Hitchens struck a lot of his critics as inconsistent, but I’ve always felt that he carried no greater or fewer contradictions than any other human being, and in fact he was very good at explaining the precise reasons why he, for instance, could defend some foreign wars (enraging kneejerk liberals) while condemning the barbarity of waterboarding (enraging the kneejerk conservatives who thought they’d wrestled him from the liberals). I remember some ridiculous, simple-minded reactions to the news of his illness—a radio announcer barking “Should we pray for Christopher Hitchens if he doesn’t believe in God?,” for instance—when he seldom dabbled in such either-or ironic ripostes himself, his responses generally being shaded and qualified and deepened. I’m already wondering what he might have thought of news events occurring days after his death—the pulling out of troops from Iraq, the deaths of Vaclav Havel and Kim Jong-Il, the resurgence of Newt Gingrich… You just know he’d have entertaining insights nobody else could think up.

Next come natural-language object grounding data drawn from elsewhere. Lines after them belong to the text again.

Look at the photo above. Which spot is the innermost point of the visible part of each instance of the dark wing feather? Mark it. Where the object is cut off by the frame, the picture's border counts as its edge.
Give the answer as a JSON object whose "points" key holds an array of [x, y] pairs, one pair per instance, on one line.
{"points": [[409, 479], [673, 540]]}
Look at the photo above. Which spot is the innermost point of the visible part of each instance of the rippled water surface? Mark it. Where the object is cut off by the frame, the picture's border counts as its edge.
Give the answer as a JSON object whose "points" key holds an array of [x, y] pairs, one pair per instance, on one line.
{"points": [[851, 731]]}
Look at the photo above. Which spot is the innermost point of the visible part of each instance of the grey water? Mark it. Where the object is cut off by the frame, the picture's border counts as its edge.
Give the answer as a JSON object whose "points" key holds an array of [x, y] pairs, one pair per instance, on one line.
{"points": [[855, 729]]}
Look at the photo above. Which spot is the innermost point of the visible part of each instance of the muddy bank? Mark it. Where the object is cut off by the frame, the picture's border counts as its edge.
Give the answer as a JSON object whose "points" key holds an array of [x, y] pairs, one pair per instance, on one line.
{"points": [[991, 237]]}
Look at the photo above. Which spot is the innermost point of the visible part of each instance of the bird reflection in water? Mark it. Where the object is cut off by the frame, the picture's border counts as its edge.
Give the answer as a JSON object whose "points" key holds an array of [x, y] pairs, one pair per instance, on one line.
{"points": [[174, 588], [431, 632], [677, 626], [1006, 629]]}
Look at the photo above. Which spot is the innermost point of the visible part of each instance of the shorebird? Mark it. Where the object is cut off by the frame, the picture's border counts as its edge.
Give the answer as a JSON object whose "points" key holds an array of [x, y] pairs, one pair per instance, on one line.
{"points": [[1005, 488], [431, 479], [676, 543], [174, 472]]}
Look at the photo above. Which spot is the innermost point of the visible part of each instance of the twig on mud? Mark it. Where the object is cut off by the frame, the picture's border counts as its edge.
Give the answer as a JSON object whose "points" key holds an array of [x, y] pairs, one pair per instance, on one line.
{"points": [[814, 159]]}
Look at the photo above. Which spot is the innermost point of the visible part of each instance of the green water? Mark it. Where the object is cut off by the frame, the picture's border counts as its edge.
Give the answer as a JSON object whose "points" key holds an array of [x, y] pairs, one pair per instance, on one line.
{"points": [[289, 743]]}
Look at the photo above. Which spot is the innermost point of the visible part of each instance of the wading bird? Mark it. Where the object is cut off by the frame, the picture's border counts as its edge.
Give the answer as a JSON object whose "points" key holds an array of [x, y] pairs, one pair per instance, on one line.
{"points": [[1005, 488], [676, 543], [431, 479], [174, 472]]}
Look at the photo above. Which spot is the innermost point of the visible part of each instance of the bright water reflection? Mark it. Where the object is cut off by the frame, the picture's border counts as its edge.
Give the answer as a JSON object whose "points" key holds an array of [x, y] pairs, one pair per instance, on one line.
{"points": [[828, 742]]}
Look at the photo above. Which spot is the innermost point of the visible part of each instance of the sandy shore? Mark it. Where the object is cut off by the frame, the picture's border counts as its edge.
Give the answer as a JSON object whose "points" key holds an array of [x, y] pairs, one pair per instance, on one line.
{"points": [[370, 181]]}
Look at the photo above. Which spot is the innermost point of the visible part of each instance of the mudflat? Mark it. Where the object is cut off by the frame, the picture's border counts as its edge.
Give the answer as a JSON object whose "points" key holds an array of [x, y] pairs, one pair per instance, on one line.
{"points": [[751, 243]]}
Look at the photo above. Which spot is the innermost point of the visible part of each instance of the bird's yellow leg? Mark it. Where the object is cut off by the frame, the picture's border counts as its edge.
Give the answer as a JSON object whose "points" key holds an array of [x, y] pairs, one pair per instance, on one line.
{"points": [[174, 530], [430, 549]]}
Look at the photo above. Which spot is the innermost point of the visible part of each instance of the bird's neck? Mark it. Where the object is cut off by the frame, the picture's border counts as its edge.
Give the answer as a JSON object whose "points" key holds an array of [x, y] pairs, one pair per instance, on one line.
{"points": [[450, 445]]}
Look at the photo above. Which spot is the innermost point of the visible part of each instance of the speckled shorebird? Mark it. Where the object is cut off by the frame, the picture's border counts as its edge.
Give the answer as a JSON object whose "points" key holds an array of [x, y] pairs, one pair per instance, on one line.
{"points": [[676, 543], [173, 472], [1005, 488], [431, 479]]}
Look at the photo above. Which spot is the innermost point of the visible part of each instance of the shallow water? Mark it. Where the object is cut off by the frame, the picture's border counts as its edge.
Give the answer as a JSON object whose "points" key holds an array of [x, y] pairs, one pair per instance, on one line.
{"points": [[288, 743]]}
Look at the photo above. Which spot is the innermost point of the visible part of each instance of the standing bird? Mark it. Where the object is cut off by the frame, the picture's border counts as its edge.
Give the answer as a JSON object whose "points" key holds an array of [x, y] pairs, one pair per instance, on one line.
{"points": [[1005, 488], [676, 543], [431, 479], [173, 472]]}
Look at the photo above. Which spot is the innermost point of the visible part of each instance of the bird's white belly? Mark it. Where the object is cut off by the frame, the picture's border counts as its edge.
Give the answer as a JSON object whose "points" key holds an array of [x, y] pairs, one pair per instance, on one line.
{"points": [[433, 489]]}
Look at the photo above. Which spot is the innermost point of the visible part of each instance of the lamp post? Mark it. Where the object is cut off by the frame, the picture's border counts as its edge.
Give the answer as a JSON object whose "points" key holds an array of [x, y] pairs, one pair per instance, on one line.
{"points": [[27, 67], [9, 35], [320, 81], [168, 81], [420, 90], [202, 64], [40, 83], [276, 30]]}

I found him to be as quick-witted, curious, gracious and thoughtful in my interview with him as I find him to be in his many books and countless magazine articles. He treated me as an equal, and listened attentively when I could add facts to some of his conjectures. We were equal in another way—we’re both Christopher who used our entire first name in our bylines. Hitchens writes in Hitch-22 how Christophers should never back down from their birth name, not shorten it or nickname it. I hadn’t really considered this as an activist mission before, but now in Christopher Hitchens’ absence I can carry on his crusade.